I was raised Catholic. First through 10th grade I attended Catholic school. My parents were Catholic, their parents were Catholic. All my aunts and uncles were Catholic. We attended church every Sunday as a family until my parents divorced. No exceptions. We once attended church on Saturday evening, I can't remember exactly why, but my mother felt that this was wrong, violated the spirit of the Third Commandment, and we never did that again.
I am the only remaining Catholic in my family. My parents, siblings, and many of my aunts and uncles have all gone on to different religions, agnoisticism, or atheism. It's strange believing something so fundamentally different from the rest of my family. It's like my parents spent my entire childhood telling me how great the color red was: "We're a red family. We like the color red, we believe the color red is the right color. We expect you to wear red, like red, attend school to learn more about the different tones, hues, and shadings of red, and to marry a man who also likes red and believes it to be the right color too." So finally, after 25 years, I decided that red would be my color too. My husband decided that he liked red so much he would learn all about it and convert so we could have a red family. Then, one day, post-divorce, my dad decides that he really likes blue, indigo, or violet better. Red is too vibrant, too pushy of a color. He wants something more subdued. On another day, post-divorce, my mom decides that it isn't about one color at all, it's about the whole rainbow. No color is better than any other color, they are all equal, they are all connected, part of the rainbow. And my siblings, tired of the color red anyway, quickly threw off their red garments and put on black or white. No color. No choice. Certainly not a rainbow, but no blues, indigos, or violets either. And there I stand, wearing my red, feeling a little confused and a lot betrayed.

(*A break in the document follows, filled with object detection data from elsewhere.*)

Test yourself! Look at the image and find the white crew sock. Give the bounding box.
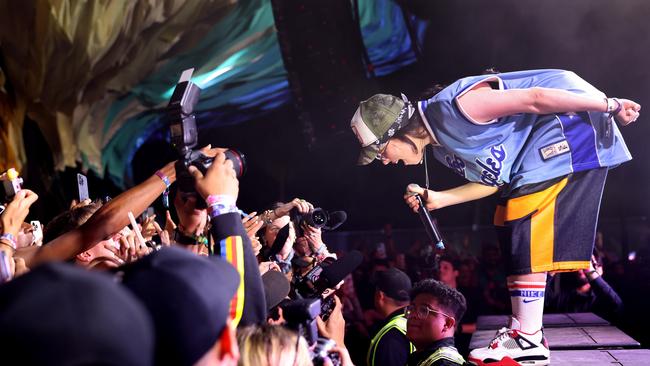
[508,281,546,334]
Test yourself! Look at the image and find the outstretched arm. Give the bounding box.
[404,182,499,212]
[457,83,641,125]
[21,162,176,268]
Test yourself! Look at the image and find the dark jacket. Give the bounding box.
[366,308,415,366]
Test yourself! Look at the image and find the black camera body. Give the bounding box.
[165,69,246,208]
[0,168,23,204]
[311,337,341,366]
[290,207,347,237]
[293,257,336,321]
[282,299,341,366]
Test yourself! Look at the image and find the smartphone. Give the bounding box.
[141,206,156,221]
[77,174,90,202]
[0,250,13,283]
[29,220,43,245]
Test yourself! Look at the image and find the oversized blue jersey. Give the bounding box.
[418,70,632,194]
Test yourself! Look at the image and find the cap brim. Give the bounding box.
[357,144,381,165]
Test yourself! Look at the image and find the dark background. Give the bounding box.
[25,0,650,234]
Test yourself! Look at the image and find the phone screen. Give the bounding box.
[77,174,90,202]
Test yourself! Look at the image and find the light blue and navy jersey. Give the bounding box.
[418,70,632,194]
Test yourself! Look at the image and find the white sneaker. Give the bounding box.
[467,318,551,366]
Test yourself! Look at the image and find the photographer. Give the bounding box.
[259,198,314,274]
[189,149,266,326]
[15,162,176,268]
[0,189,38,283]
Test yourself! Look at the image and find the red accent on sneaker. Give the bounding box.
[467,356,521,366]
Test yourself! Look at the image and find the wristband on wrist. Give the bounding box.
[208,203,240,219]
[0,233,18,250]
[156,170,172,188]
[205,194,237,207]
[605,98,623,116]
[172,228,208,245]
[156,170,172,208]
[260,210,275,225]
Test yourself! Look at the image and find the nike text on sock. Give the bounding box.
[508,281,546,333]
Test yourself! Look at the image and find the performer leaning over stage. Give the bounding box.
[351,70,641,365]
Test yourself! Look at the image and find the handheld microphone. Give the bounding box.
[409,184,445,249]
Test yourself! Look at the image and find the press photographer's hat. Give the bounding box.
[373,268,412,301]
[122,247,239,365]
[0,263,154,366]
[350,94,415,165]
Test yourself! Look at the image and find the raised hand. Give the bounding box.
[189,152,239,200]
[614,99,641,126]
[404,184,439,213]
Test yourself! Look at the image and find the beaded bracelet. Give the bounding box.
[155,170,172,208]
[205,194,237,207]
[0,233,18,250]
[605,98,623,116]
[208,203,240,218]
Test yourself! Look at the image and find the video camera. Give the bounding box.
[165,69,246,208]
[293,250,363,321]
[282,299,341,366]
[290,207,348,237]
[0,168,23,213]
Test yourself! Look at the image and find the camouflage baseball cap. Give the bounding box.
[350,94,415,165]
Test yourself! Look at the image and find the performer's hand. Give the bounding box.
[614,99,641,126]
[404,183,440,213]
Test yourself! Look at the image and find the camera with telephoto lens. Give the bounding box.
[293,257,336,321]
[165,69,246,208]
[0,168,23,212]
[282,299,341,366]
[289,207,347,237]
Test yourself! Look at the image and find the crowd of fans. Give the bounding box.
[0,145,642,366]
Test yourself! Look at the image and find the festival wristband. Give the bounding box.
[208,203,240,218]
[605,98,623,116]
[155,170,172,188]
[0,233,18,250]
[205,194,237,206]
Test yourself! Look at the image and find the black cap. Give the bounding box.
[373,268,412,301]
[0,263,154,365]
[122,247,239,365]
[262,271,291,310]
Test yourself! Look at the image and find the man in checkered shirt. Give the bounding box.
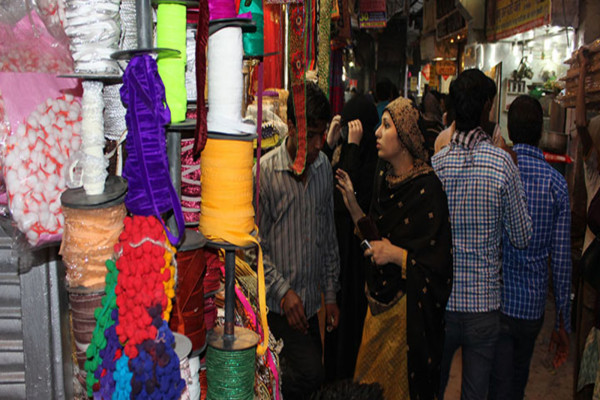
[489,95,571,400]
[432,69,532,400]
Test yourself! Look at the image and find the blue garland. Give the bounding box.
[129,321,185,400]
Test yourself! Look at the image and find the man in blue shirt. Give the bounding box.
[489,96,571,400]
[432,69,532,400]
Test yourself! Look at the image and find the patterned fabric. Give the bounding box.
[354,296,410,400]
[577,327,600,400]
[359,162,452,399]
[385,97,428,161]
[288,1,310,175]
[432,129,532,312]
[317,0,332,98]
[502,144,571,331]
[254,139,340,318]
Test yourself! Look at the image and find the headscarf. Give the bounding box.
[423,92,442,124]
[385,97,428,161]
[341,95,379,159]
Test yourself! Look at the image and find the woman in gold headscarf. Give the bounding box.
[337,98,452,400]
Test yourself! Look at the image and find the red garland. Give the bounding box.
[115,216,171,358]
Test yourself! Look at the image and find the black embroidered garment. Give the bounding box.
[366,162,452,399]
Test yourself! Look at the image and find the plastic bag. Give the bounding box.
[0,73,81,246]
[0,8,73,74]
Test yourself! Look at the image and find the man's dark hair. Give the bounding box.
[375,78,393,101]
[287,82,331,127]
[485,75,498,101]
[450,69,495,131]
[508,95,544,146]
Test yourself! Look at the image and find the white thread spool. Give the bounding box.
[173,332,192,400]
[206,27,256,135]
[65,0,121,75]
[81,81,108,196]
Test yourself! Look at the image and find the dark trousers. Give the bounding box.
[489,314,544,400]
[268,312,325,400]
[439,311,500,400]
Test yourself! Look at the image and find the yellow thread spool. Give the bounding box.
[200,138,269,355]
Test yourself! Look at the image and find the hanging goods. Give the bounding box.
[288,2,311,175]
[194,0,209,156]
[316,0,330,99]
[156,3,187,123]
[59,203,127,290]
[207,26,256,135]
[173,333,192,400]
[181,139,202,226]
[169,249,206,351]
[121,55,184,244]
[185,24,198,102]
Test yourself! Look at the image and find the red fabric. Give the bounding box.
[194,0,209,157]
[263,4,284,88]
[169,249,206,350]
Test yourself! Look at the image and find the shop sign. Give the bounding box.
[435,60,456,77]
[435,9,467,41]
[358,11,387,29]
[486,0,551,41]
[421,64,431,82]
[358,0,387,29]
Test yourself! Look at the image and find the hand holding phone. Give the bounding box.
[360,239,372,251]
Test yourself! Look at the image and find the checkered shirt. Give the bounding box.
[432,128,532,312]
[502,144,571,331]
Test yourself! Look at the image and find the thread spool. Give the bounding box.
[206,26,256,135]
[169,249,206,351]
[69,292,103,387]
[206,327,259,400]
[173,332,192,400]
[60,203,127,290]
[81,81,108,196]
[65,0,121,75]
[199,137,269,355]
[156,3,187,123]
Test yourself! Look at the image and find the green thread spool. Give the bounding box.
[240,0,265,57]
[156,3,187,123]
[206,326,259,400]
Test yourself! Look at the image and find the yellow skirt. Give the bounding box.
[354,296,410,400]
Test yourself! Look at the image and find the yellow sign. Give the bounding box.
[435,60,456,76]
[486,0,551,41]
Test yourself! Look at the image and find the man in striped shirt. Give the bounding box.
[432,69,532,400]
[258,83,340,400]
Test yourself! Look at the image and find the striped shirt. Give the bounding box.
[502,144,571,332]
[432,128,532,312]
[254,139,340,318]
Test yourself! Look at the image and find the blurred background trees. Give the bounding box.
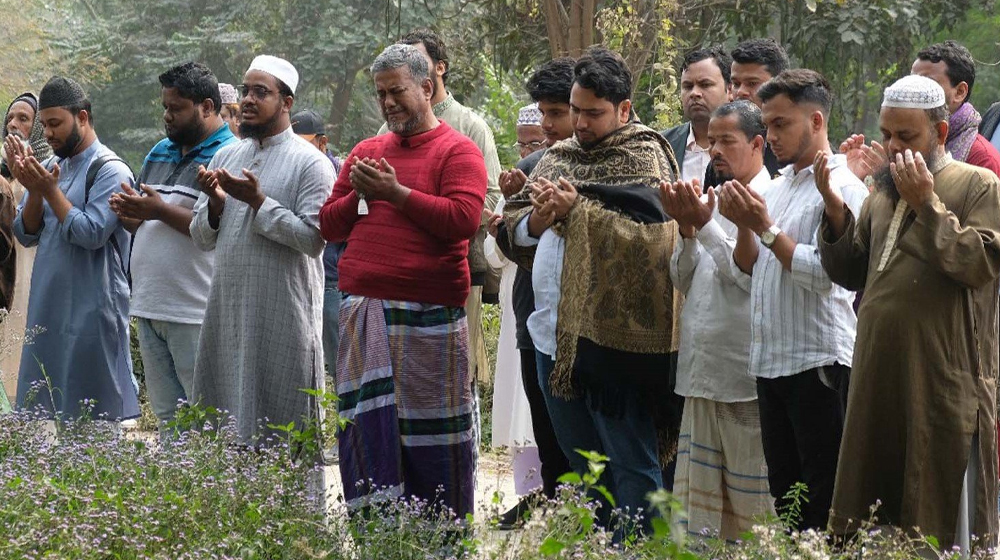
[0,0,1000,169]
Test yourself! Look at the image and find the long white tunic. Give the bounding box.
[191,128,335,440]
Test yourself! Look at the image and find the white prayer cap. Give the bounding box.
[882,75,944,109]
[517,103,542,126]
[219,83,240,105]
[247,54,299,93]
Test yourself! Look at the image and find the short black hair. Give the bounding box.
[63,99,94,126]
[681,46,733,85]
[274,78,295,97]
[524,57,576,104]
[730,37,789,77]
[160,62,222,114]
[398,29,451,83]
[712,99,767,141]
[757,68,833,115]
[917,39,976,102]
[573,47,632,106]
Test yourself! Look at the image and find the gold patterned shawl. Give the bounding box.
[504,123,680,398]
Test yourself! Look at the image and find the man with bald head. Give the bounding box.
[190,55,334,442]
[816,76,1000,550]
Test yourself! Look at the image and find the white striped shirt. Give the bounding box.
[749,155,868,379]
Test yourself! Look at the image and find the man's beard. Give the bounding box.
[167,119,205,148]
[872,149,940,203]
[382,113,424,136]
[52,122,83,159]
[778,130,815,166]
[711,160,736,185]
[240,111,281,140]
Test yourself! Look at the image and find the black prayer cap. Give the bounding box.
[38,76,87,111]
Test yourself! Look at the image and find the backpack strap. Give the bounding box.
[83,154,135,288]
[83,154,135,209]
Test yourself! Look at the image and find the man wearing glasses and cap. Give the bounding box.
[191,55,335,456]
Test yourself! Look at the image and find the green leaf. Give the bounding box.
[557,472,583,486]
[538,537,566,556]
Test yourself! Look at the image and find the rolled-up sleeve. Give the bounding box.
[252,158,335,257]
[14,191,45,247]
[59,161,133,251]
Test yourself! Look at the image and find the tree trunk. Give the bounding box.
[329,67,361,147]
[542,0,569,58]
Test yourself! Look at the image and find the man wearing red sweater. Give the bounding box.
[320,44,487,519]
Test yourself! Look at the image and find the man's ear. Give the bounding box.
[198,98,218,119]
[809,109,826,132]
[955,82,969,103]
[618,99,632,124]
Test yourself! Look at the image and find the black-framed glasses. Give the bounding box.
[514,140,545,150]
[236,84,274,99]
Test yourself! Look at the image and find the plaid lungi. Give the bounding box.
[337,296,476,518]
[674,398,774,541]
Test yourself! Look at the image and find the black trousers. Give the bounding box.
[518,348,573,498]
[757,364,851,530]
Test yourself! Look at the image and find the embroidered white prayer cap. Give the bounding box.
[882,75,944,109]
[247,54,299,93]
[517,103,542,126]
[219,83,240,105]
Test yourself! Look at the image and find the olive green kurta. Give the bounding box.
[820,156,1000,547]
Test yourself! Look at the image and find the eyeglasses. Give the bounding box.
[236,84,274,99]
[514,140,545,150]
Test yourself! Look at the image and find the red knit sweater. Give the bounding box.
[319,122,486,307]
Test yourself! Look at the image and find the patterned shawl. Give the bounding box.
[504,123,680,398]
[946,103,983,161]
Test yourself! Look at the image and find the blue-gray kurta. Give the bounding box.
[14,140,139,420]
[191,127,335,440]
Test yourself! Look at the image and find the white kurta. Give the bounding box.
[485,200,535,448]
[191,128,335,439]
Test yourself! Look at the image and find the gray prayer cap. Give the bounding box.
[38,76,87,111]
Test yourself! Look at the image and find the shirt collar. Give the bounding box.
[433,91,458,117]
[684,123,708,152]
[392,121,451,148]
[251,126,295,148]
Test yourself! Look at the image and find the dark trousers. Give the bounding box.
[518,348,573,498]
[757,365,851,530]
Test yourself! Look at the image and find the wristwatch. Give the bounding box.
[760,226,781,249]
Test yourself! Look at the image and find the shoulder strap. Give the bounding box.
[83,154,135,208]
[83,154,135,288]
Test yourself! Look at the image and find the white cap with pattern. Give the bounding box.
[882,75,945,109]
[247,54,299,93]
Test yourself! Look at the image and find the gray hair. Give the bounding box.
[712,99,767,142]
[371,44,430,83]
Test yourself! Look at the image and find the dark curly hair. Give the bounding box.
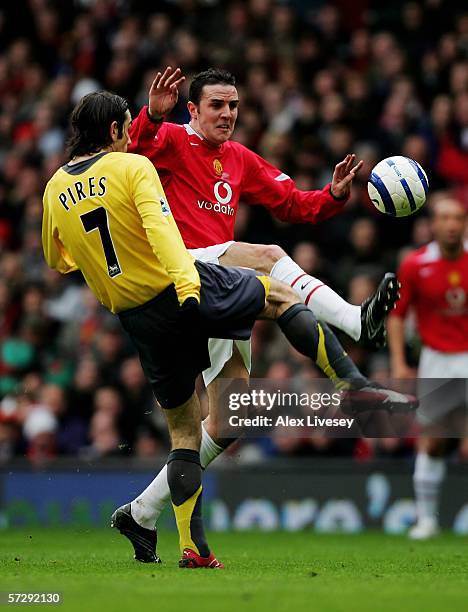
[67,91,128,158]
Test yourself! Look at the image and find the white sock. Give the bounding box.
[413,452,445,521]
[270,255,361,340]
[131,423,224,529]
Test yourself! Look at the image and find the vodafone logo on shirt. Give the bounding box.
[197,181,235,217]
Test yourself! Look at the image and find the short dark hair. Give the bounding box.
[67,91,128,158]
[189,68,236,106]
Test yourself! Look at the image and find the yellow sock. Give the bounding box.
[172,485,203,555]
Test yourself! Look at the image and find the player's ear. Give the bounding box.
[109,121,119,142]
[187,100,198,119]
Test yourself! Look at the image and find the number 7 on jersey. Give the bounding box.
[80,206,122,278]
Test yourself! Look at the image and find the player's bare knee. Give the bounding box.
[262,278,300,319]
[255,244,286,274]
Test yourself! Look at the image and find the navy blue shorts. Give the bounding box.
[119,261,265,409]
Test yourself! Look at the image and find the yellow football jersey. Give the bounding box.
[42,152,200,312]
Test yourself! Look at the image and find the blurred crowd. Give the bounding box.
[0,0,468,463]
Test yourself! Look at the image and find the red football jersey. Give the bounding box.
[391,242,468,353]
[128,106,346,249]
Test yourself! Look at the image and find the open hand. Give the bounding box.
[331,153,364,199]
[148,66,185,119]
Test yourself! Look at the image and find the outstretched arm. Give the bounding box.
[330,153,364,200]
[241,147,362,223]
[128,66,185,161]
[241,147,363,223]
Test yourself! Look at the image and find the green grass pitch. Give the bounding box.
[0,528,468,612]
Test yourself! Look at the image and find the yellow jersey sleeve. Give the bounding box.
[129,157,200,304]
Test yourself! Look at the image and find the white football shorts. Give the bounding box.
[417,346,468,425]
[189,240,252,386]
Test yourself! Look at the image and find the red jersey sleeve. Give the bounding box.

If something so integral to my childhood, my values, the morals with which I was raised, the very fabric of our family could be tossed aside by my parents as being an oops-we-didn't-really-like-Catholicism-as-much-as-thought-we-did, what other parts of my upbringing would be overturned? I always feel a little awkward around my parents now when it comes to Catholic rites of passage, such as my daughter's baptism and her First Communion. I know these are things they once believed in deeply but are now only attending to see their granddaughter. I wonder if their new beliefs are true or if someday they'll swing back to Catholicism, or off in another direction completely. I wonder if they clung to Catholicism for so long because it was the one thing they had in common. Perhaps the only thing they had in common.
I like being Catholic. I am not, by any means, the most traditional Catholic, but I believe, very deeply, in what I teach my daughter. I'm not the Last Catholic Standing, I have a husband, and daughter standing by my side too. And we all look good in red.